Business Environment


Our Treatment and Services Segments’ business continues to be heavily dependent
on services that we provide to governmental clients directly as the contractor
or indirectly as a subcontractor. We believe demand for our services will
continue to be subject to fluctuations due to a variety of factors beyond our
control, including, without limitation, the economic conditions, the manner in
which the applicable government will be required to spend funding to remediate
various sites, and/or the impact resulting from COVID-19 as discussed above. In
addition, our governmental contracts and subcontracts relating to activities at
governmental sites in the United States are generally subject to termination or
renegotiation on 30 days’ notice at the government’s option, and our
governmental contracts/task orders with the Canadian government authorities
allow the authorities to terminate the contract/task orders at any time for
convenience. Significant reductions in the level of governmental funding or
specifically mandated levels for different programs that are important to our
business could have a material adverse impact on our business, financial
position, results of operations and cash flows. As previously disclosed, our
Medical Segment continues to evaluate strategic options to commercialize its
medical isotope production technology. These options generally require
substantial capital to fund research and development (“R&D”) requirements, in
addition to start-up and production costs. The Company’s Medical Segment has
substantially reduced its R&D costs and activities due to the need for capital
to fund such activities. The Company anticipates that its Medical Segment will
not resume full R&D activities until it obtains the necessary funding through
obtaining its own credit facility or additional equity raise or obtaining new
partners willing to fund its R&D activities. If the Medical Segment is unable to
raise the necessary capital, the Medical Segment could be required to further
reduce, delay or eliminate its R&D program.

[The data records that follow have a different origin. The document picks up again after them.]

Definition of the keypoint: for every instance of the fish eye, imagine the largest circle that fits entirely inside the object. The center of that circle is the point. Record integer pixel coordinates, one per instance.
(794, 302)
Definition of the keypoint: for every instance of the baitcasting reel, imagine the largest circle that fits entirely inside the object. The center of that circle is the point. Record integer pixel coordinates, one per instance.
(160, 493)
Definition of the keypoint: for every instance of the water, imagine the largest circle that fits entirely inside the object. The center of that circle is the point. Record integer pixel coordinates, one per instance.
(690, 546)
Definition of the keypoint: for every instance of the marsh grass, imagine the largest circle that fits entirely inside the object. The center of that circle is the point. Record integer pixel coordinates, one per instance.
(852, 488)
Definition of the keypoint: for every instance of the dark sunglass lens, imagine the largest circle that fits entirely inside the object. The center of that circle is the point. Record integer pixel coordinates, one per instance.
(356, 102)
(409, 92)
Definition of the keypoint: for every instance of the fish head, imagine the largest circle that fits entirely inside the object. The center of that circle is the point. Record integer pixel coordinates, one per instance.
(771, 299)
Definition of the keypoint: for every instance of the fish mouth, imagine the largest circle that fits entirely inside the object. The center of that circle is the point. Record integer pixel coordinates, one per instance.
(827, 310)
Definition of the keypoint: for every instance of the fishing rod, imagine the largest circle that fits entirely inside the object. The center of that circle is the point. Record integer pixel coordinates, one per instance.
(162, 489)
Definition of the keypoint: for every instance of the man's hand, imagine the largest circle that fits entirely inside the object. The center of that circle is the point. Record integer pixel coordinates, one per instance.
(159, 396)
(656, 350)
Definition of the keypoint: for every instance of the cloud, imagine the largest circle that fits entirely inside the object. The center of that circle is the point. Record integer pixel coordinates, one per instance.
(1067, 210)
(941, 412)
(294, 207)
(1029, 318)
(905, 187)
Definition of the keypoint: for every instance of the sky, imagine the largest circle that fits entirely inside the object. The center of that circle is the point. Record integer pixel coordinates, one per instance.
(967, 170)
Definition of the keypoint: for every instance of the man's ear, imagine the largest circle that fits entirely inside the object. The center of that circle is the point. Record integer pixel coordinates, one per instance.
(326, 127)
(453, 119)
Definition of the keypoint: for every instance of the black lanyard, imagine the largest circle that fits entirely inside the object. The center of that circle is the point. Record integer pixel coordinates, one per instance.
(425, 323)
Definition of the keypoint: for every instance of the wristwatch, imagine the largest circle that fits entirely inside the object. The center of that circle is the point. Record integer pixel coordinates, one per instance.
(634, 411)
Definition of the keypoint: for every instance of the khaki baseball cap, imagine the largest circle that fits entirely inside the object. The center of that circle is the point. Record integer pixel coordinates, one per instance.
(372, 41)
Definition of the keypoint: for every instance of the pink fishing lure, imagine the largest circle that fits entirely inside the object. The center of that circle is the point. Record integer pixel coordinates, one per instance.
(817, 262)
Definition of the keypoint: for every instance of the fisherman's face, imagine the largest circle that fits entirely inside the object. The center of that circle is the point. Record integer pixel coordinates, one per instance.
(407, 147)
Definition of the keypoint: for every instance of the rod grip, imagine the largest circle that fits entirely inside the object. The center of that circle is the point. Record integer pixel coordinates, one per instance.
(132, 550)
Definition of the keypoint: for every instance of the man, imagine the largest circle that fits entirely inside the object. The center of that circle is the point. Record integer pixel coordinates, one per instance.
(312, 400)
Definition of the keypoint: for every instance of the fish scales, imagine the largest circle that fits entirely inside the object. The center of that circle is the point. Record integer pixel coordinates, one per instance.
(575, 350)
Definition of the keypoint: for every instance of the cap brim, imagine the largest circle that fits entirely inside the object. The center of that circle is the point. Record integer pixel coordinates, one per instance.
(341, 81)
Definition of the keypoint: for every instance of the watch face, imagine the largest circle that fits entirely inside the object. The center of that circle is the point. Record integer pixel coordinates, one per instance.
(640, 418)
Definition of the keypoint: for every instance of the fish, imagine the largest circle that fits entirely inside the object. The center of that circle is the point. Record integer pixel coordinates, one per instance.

We are continually reviewing methods to raise additional capital to supplement
our liquidity requirements, when needed, and reducing our operating costs. We
are committed in furthering our implemented strategic plan, which includes
continually increasing our overall contract bid/win ratio and expansion into
both commercial and international markets to increase revenues in our Treatment
and Services Segments to offset the uncertainties of government spending in the
United States
. Subject to the impact of COVID-19 as discussed above, we believe
that the full implementation of our strategic plan should be accomplished over
the next few years, and when fully implemented, we believe it should improve our
revenue and liquidity and increase our shareholder values.



Results of Operations


The reporting of financial results and pertinent discussions are tailored to our
three reportable segments: The Treatment, Services, and Medical Segments. Our
Medical Segment has not generated any revenue and all costs incurred are
included within R&D. Our results of operations for the balance of 2020 could be
subject to the impact of COVID-19 as discussed above under “COVID-19 Impact.”